Two miles inland, you’ll find another hub of activity at Broadway on the Beach, a 350 acre outdoor shopping and entertainment complex. Opportunities for fun here include Broadway Grand Prix Go Karts, mini golf, rock wall climbing, ziplining, an escape room, Dino Park with animatronics, the Hollywood Wax Museum, Myrtle Waves Water Park- South Carolina’s largest with 22 slides, Ripley’s Aquarium, tribute band shows at Legends in Concert, and the upside-down ‘amusement park for your mind’, Wonderworks. A town institution since 1946, the Gay Dolphin, proclaims itself the nations’s largest gift shop and boasts 26,000 square feet and 70,000 items organized into ‘coves’. After your day of fun and activity, combine dining and entertainment at either castle-themed Medieval Times or Pirate’s Voyage dinner theaters.
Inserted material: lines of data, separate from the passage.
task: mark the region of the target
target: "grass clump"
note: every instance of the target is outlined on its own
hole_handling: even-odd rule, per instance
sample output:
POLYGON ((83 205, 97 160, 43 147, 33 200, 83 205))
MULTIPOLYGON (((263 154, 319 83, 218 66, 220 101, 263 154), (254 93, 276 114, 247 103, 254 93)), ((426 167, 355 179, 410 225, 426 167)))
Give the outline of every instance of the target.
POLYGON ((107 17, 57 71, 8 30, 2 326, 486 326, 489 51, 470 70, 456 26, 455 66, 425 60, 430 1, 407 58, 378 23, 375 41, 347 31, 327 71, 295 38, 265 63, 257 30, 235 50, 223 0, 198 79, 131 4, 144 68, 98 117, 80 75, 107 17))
The north side of Myrtle Beach is quiet, family friendly, and offers a less urban atmosphere. There’s shopping to be found at two locations of Tanger Outlets, more carnival style rides at the O. D. Pavilion Amusement Park, and Barefoot Landing- another hub of shopping, dining, arcades, and rides but also the home of live music at the Alabama Theatre, reptile encounters at Alligator Adventure, and animal education at the T.I.G.E.R.S. Safari Preservation Station.
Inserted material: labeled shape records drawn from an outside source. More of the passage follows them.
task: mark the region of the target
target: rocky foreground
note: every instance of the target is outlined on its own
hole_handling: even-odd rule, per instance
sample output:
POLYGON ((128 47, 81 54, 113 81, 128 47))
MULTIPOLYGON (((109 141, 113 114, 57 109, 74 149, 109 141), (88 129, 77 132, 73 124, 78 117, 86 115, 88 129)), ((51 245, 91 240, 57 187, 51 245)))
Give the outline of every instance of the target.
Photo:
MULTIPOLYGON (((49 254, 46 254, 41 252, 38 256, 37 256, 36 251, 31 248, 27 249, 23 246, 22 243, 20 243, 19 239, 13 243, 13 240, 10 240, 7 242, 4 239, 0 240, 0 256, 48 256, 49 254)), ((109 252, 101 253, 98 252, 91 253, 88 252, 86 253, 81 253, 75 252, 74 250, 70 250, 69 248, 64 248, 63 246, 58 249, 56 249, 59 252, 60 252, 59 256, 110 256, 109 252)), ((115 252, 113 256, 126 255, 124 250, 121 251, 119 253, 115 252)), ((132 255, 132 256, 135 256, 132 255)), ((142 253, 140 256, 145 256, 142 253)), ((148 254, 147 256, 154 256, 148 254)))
The southern end of town houses the 114 acre Market Common ‘lifestyle center’, built to combine the expected dining and shopping outlets with residences and park space. Just south of downtown, you’ll find the town’s only seaside amusement park, Family Kingdom, which includes Splashes Oceanfront Water Park. Amongst all the development, family oriented attractions, and entertainment venues, you’ll also find Myrtle Beach State Park, a peaceful mile long preserved piece of oceanfront maritime forest. Watersports are plentiful in Myrtle Beach and include fishing (the Grand Strand as eight piers plus there are deep sea fishing charters), pontoon and banana boat rides, jet skis, kayaks and canoes, paddleboarding, windsurfing, parasailing, wakeboarding, tubing, surfing, sailing, and scuba diving.
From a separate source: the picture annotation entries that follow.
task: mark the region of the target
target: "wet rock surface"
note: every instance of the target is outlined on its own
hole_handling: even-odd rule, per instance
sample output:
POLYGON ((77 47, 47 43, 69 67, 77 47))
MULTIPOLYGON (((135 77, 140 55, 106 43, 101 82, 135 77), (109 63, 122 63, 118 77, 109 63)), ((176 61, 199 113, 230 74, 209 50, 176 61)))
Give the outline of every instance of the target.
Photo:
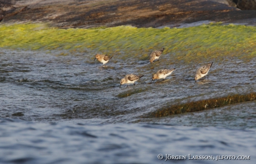
POLYGON ((0 16, 3 18, 1 23, 48 22, 63 28, 178 27, 205 20, 227 23, 247 20, 245 23, 256 24, 256 11, 240 11, 225 1, 1 0, 0 16))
The shore of South Carolina between Little River and Georgetown became known as the Grand Strand in 1945, having been named by a local newspaper columnist. Georgetown County 35 miles south developed a plantation culture based on rice cultivation while the isolated economy of Horry County and Myrtle Beach was based around farming and timber. Sometimes compared to a smaller scale version of Charleston, the historic and quaint inland town of Conway is just fifteen miles away along the oak lined Waccamaw River and makes for a refreshing contrast to the busy beach scene.
Traveling 35 miles south will bring you to Georgetown, the third oldest city in the state and home to the Rice Museum, the South Carolina Maritime Museum, and Hopsewee Plantation. The fishing village of Murrel’s Inlet is about half that distance as you head back to Myrtle Beach. The former lair of Blackbeard the legendary pirate, Murrel’s Inlet is now a haven for outdoorsmen and the seafood capital of South Carolina. A well told local ghost story centers on Murrel’s Inlet, in which Alice Flagg roams the waters of the saltwater estuary searching for a ring received from a suitor not approved of by her family. While she was ill, her brother took the ring from around her neck and cast it into the inlet. Another ghost story is of the Gray Man, a soldier who was killed returning to visit his sweetheart and whose ghost today warns locals of impending hurricanes.